Chaque plongée consiste à descendre à environ 2 mètres de profondeur, à bonne distance de Savitri, pour ensuite passer dessous et aller m'accrocher à l'hélice du bras gauche, afin de couper le plus possible de fils avant de manquer d'air. Ensuite je dois m'écarter en replongeant légèrement pour refaire surface à l'écart du bouchain. En une douzaine de plongées et quelques égratignures causées par les coquillages qui commencent à coloniser la coque de Savitri, la bobine est totalement coupée, et l'arbre d'hélice est libéré.

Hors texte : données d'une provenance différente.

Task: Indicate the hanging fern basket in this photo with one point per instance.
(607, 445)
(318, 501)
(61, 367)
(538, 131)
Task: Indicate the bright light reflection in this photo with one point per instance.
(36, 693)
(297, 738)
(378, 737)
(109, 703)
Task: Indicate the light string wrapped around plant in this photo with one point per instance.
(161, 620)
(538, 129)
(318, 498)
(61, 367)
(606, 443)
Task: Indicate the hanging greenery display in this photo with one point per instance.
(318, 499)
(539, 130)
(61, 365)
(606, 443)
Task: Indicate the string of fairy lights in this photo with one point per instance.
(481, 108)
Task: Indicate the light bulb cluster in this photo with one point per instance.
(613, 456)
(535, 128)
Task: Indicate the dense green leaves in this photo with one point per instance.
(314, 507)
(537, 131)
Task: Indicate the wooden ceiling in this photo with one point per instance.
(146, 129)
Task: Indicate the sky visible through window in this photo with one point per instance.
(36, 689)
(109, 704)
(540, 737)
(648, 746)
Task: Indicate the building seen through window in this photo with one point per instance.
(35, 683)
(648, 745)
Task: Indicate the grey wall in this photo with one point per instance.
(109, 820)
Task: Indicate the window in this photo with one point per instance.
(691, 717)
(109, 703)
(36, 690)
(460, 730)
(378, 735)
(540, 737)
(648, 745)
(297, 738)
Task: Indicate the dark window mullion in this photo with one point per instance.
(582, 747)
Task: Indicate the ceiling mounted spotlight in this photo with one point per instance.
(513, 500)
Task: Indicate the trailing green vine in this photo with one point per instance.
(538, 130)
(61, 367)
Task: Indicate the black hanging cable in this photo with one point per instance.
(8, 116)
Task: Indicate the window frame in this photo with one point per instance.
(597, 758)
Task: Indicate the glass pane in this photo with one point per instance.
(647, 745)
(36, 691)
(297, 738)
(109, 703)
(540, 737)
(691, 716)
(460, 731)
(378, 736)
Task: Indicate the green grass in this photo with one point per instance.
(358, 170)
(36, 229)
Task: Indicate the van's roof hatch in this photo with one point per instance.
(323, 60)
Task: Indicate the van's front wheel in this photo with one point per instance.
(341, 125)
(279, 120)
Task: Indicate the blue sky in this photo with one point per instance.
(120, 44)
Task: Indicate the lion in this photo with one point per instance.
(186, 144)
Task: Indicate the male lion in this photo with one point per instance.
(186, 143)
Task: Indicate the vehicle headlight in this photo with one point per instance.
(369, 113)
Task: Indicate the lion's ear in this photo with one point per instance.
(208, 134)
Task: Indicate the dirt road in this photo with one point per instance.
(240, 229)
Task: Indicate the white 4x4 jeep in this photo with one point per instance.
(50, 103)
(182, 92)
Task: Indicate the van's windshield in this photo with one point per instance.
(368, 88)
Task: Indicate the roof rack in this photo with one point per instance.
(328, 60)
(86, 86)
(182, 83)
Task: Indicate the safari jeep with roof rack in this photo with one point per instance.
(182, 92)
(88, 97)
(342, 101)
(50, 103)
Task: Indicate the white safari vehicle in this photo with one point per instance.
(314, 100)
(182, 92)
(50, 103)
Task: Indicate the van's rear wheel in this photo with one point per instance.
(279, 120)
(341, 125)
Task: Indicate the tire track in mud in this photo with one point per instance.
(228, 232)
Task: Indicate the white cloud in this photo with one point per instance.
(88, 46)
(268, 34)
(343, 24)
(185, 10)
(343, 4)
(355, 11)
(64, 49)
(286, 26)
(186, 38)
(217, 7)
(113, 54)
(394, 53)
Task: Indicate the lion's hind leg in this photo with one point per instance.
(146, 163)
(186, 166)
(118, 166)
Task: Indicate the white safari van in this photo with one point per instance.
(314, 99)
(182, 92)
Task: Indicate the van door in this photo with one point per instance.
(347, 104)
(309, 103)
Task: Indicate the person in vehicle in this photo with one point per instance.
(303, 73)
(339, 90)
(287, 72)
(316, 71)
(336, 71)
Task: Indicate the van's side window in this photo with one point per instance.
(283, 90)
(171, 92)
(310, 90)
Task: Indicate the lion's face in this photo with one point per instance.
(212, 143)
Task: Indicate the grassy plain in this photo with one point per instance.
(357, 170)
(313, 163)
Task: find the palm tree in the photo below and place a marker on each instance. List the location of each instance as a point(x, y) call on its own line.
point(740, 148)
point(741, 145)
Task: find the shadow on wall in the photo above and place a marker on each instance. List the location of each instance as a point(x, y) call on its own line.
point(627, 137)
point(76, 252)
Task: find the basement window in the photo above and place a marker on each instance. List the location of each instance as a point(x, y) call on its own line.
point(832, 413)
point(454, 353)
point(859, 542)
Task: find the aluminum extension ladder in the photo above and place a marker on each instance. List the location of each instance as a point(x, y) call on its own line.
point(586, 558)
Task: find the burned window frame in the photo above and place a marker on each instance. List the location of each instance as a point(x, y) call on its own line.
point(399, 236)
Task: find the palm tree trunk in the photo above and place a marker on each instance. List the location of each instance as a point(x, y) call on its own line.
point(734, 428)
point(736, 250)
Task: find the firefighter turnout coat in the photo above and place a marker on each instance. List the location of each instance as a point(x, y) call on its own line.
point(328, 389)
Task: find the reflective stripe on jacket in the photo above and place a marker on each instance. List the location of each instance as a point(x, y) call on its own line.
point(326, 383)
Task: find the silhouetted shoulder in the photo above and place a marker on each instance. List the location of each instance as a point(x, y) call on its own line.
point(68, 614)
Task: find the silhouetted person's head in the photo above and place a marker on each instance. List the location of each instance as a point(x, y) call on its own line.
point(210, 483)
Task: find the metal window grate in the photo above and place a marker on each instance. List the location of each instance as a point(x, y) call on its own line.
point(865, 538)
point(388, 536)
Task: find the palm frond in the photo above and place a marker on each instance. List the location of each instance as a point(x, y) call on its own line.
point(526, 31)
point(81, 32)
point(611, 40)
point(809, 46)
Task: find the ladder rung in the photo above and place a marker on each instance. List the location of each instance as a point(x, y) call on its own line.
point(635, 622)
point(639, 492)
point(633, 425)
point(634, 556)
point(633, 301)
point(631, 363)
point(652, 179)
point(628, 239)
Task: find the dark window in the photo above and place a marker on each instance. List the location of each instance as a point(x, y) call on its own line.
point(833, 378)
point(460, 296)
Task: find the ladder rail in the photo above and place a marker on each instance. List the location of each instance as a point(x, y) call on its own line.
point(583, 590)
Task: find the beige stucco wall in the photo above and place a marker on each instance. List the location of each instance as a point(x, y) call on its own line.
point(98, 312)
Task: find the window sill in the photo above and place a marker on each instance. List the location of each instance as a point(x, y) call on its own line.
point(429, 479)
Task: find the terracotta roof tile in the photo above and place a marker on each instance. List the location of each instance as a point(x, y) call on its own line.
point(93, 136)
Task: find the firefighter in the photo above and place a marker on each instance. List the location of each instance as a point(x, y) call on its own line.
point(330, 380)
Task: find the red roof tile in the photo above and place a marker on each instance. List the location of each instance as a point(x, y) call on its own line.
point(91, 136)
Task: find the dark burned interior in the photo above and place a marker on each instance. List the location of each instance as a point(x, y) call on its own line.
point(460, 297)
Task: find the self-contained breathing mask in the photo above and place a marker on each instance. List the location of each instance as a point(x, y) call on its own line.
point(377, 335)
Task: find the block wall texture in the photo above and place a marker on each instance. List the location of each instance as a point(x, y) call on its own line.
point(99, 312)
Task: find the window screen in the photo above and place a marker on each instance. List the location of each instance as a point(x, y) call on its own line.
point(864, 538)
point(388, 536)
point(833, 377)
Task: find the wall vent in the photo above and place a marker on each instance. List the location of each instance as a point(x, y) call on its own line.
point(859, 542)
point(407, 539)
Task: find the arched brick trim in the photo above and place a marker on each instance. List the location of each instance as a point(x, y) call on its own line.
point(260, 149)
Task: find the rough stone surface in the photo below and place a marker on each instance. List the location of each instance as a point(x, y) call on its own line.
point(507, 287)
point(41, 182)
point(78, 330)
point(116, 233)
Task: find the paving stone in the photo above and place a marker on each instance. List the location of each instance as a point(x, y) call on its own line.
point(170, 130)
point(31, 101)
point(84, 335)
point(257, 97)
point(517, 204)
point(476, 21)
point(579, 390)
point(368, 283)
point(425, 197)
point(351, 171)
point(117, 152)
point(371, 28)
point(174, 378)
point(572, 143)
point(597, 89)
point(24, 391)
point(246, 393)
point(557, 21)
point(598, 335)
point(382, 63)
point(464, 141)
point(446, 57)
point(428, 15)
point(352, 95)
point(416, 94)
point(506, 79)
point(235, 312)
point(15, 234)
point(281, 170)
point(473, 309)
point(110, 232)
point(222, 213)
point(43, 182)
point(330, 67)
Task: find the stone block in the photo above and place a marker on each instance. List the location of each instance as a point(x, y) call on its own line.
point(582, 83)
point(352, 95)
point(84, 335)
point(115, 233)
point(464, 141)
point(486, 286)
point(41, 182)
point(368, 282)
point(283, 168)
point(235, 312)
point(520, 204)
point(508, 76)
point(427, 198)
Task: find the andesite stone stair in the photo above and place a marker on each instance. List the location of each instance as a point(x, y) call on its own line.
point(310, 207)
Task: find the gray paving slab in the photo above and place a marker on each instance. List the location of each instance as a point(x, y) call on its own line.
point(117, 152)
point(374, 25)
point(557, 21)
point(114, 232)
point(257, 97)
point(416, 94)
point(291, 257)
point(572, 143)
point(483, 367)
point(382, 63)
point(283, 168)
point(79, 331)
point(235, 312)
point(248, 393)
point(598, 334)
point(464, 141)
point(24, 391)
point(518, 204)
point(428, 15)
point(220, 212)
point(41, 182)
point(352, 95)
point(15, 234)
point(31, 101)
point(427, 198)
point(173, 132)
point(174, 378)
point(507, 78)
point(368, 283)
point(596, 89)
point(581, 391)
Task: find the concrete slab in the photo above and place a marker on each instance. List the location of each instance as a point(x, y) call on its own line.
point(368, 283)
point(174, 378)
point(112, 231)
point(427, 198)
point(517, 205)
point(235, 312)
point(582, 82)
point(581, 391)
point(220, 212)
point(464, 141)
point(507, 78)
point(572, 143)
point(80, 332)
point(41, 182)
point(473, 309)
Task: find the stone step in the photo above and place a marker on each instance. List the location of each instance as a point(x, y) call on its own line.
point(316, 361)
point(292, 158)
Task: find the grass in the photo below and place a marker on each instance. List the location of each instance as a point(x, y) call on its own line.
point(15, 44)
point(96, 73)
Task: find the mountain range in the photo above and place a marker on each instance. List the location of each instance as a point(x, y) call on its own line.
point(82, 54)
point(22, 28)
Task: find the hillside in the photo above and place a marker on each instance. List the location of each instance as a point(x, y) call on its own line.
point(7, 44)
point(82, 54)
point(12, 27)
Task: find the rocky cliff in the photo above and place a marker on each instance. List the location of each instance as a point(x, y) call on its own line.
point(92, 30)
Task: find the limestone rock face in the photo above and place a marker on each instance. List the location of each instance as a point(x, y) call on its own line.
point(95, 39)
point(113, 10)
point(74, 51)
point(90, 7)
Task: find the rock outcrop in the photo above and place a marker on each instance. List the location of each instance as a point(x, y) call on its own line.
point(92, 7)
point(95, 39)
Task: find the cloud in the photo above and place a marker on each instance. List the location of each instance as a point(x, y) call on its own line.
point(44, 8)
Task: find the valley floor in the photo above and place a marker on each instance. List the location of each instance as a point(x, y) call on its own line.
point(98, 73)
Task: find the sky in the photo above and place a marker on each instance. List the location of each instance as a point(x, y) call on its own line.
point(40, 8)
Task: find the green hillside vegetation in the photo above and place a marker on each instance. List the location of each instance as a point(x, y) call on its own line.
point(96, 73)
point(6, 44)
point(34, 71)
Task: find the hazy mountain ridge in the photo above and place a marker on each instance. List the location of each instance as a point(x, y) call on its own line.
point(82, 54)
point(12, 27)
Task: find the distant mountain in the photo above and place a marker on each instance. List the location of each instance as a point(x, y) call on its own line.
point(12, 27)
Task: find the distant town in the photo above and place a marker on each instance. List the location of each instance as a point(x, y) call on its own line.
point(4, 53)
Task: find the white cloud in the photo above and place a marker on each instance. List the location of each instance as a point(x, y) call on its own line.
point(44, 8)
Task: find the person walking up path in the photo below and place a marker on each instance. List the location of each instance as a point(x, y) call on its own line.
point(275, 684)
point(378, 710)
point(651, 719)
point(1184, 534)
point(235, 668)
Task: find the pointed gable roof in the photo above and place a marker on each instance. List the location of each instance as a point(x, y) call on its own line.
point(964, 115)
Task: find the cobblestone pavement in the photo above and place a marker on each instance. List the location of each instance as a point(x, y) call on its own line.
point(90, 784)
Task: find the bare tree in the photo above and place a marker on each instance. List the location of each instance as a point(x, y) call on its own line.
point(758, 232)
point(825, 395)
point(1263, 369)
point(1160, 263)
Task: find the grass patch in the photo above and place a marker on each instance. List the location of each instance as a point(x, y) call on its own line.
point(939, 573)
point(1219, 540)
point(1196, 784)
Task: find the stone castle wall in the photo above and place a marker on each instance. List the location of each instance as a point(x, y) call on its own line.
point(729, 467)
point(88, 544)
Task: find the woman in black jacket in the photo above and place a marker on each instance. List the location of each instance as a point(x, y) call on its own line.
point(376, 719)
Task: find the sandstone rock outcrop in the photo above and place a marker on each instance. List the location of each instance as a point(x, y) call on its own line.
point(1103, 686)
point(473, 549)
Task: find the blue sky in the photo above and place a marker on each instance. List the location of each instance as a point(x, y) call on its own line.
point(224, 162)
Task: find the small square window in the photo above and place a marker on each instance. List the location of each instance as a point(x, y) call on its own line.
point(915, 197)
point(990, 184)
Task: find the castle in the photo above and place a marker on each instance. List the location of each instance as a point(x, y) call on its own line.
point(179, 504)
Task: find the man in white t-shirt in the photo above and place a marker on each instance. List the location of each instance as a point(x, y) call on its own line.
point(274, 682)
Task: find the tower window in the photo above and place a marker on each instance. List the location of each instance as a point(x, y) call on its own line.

Nous remettons en marche, et reprenons notre route, qui dès lors, sera calme et directe vers la pointe nord-ouest de Keffalonia. Nous sommes harassés, mais contents à l'idée de voir cette traversée s'acheminer lentement vers sa fin. A midi, les garçons se préparent leur frichti en autonomie et cassent croûtent dans le carré, tandis qu'Isis et moi veillons au cockpit, en grignotant. Vers 15h, nous abattons le 200 ième mile de l'étape. A 17h, nous sommes en approche d'Atheros, à 18h, l'ancre est jetée.

Strada ne peut attendre que l'annexe soit gonflée, (la fatigue ralentit quelque peu nos gestes) et se jette à l'eau. Elle sera la première à mettre patte à terre en Grèce, vite rejointe par l'équipage. Sur la petite plage, nous nous regardons, sourire aux lèvres:

"Nous l'avons rêvé, nous l'avons fait!"

Alors direction la petite taverne qui jouxte la plage, pour un moment simple et doux. Une fête paisible, sorte de célébration, régalés par ces mets savoureux et authentiques qui font la cuisine grecque, et joyeux de notre accomplissement.

Demain commence la suite!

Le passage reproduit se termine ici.